On June 8, 2018, I testified before the US-China Economic and Security Review Commission on “U.S. Tools to Address Chinese Market Distortions.” This was my second time testifying in the past three years. My written submission is available here. The written submissions of other speakers, including a video of the proceedings is available through this link. The presentations of my colleagues were all excellent.
I suggested several non-tariff alternatives for dealing with IP-related concerns with China, and underscored the necessity of developing appropriate domestic government structures to engage China on technology and innovation issues. For example, the Commission seemed generally supportive of raising the diplomatic rank of USPTO attaches overseas. I also discussed the importance of data-driven analysis, including use of the case database to look at how foreigners actually fare in the courts. The Commission seemed skeptical that the data captured some of the more egregious judicial cases of foreign mistreatment, which they viewed as undercutting the credibility of the data that is being generated. In my written submission, I encouraged the Commission to consider a hearing devoted solely to transparency in the courts.
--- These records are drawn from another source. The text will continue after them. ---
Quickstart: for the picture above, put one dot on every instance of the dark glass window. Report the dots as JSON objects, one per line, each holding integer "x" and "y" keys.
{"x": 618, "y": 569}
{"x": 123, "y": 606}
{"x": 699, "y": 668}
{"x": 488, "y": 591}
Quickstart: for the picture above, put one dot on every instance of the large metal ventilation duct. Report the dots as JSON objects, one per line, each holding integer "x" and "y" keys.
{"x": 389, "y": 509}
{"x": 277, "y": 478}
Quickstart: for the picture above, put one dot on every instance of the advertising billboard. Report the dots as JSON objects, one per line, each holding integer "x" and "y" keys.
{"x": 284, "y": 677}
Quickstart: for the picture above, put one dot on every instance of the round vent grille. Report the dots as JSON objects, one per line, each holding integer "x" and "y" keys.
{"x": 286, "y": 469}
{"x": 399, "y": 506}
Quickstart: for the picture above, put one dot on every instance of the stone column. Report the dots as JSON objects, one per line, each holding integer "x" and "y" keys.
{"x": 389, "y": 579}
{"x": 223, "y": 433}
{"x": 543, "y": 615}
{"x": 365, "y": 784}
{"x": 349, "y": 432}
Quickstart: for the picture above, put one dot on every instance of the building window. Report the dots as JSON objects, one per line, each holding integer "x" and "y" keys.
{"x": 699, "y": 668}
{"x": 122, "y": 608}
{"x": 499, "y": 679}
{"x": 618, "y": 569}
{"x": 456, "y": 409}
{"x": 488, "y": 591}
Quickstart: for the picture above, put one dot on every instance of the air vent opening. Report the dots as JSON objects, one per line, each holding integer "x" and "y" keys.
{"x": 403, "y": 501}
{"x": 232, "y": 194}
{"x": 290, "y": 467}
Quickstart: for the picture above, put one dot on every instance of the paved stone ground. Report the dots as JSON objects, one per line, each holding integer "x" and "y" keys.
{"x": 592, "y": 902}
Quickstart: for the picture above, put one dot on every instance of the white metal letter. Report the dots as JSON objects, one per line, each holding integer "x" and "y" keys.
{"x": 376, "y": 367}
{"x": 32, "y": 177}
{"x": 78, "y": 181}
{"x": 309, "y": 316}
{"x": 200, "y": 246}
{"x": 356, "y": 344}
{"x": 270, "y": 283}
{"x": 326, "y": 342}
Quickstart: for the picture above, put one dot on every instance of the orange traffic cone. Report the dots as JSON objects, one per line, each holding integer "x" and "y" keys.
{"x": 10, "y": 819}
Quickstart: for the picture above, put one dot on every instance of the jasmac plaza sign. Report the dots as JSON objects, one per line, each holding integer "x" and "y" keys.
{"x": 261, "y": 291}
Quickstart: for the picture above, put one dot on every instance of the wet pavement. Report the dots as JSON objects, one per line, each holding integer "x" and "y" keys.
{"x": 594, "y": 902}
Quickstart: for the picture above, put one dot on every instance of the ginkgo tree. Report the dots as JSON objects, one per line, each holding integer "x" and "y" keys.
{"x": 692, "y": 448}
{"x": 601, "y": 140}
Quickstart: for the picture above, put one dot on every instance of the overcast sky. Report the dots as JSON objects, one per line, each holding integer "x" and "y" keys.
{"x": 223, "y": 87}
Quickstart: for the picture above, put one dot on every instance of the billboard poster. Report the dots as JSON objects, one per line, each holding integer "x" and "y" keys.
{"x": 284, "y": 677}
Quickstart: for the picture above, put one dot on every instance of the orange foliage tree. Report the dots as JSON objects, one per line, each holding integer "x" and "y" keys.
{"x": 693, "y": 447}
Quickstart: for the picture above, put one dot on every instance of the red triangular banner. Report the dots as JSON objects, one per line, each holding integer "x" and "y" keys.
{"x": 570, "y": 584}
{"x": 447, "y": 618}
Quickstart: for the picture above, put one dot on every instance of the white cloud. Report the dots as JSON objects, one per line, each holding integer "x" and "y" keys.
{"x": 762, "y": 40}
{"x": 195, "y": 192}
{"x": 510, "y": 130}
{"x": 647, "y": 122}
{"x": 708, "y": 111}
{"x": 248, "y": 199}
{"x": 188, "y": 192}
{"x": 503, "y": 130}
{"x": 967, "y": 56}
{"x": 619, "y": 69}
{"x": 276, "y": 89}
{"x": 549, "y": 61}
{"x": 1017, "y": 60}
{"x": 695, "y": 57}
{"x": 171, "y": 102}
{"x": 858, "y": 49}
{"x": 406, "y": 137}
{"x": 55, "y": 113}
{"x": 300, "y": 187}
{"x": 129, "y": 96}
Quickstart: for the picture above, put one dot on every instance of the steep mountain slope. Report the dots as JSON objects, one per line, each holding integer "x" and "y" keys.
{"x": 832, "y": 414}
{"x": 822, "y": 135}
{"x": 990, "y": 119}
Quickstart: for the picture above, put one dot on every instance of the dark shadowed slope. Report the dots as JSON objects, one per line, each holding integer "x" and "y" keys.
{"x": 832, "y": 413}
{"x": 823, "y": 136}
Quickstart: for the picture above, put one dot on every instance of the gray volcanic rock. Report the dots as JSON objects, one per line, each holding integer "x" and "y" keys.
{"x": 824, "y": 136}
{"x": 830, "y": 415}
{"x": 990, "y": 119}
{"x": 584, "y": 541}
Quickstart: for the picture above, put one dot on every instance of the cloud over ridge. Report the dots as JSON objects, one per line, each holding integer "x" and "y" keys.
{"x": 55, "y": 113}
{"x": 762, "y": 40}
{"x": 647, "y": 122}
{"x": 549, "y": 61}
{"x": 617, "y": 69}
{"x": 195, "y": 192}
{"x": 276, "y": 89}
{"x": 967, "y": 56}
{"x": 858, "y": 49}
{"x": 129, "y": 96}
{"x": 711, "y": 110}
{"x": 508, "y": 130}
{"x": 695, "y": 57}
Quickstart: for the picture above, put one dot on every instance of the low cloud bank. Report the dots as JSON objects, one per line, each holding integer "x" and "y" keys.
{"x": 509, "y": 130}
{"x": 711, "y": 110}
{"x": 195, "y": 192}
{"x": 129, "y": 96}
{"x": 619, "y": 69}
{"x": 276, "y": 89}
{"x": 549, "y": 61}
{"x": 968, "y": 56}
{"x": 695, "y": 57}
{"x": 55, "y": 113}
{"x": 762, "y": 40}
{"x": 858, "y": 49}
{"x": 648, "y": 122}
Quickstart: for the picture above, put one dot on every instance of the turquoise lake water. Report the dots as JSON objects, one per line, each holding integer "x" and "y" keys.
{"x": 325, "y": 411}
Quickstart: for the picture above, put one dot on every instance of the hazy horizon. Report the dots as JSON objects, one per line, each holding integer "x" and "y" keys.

The President’s recent decision to impose tariffs on Chinese imports in response to Chinese IP practices may render many of suggestions superfluous for now. Nonetheless, I believe the increasing complexity of China’s IP and innovation environment are issues that cannot be ignored. As I noted in my written testimony:
“The US experience suggests that innovation flourishes in open ecosystems where there is a free flow of capital, talent and technology. At the same time, the US needs to address mercantilistic practices which not only pose competitive threats to the United States but can also undermine the innovative ecosystems that have driven growth in the US economy, such as exist in Silicon Valley. Any steps taken to reduce collaboration with China or any other country needs to be carefully evaluated about its potential impact on our own technological competitiveness.”
In a separate, but nonetheless related matter, I spoke at the IPBC Global 2018 Conference in San Francisco on June 12 regarding developments in IP monetization in China. Here’s a good summary of my presentation. I thought one of the more telling moments in the panel I participated in involved China’s Technology Import/Export Regulations. One lawyer acknowledged that “the regulations are stupid” and that “what we try to do is have parties to a technology transaction acknowledge that the regulations exist and agree not to enforce them.” I discussed the regulations as potential “landmines” which could be invoked at a later time by a licensee. Many licensors appeared to be unaware of these regulations.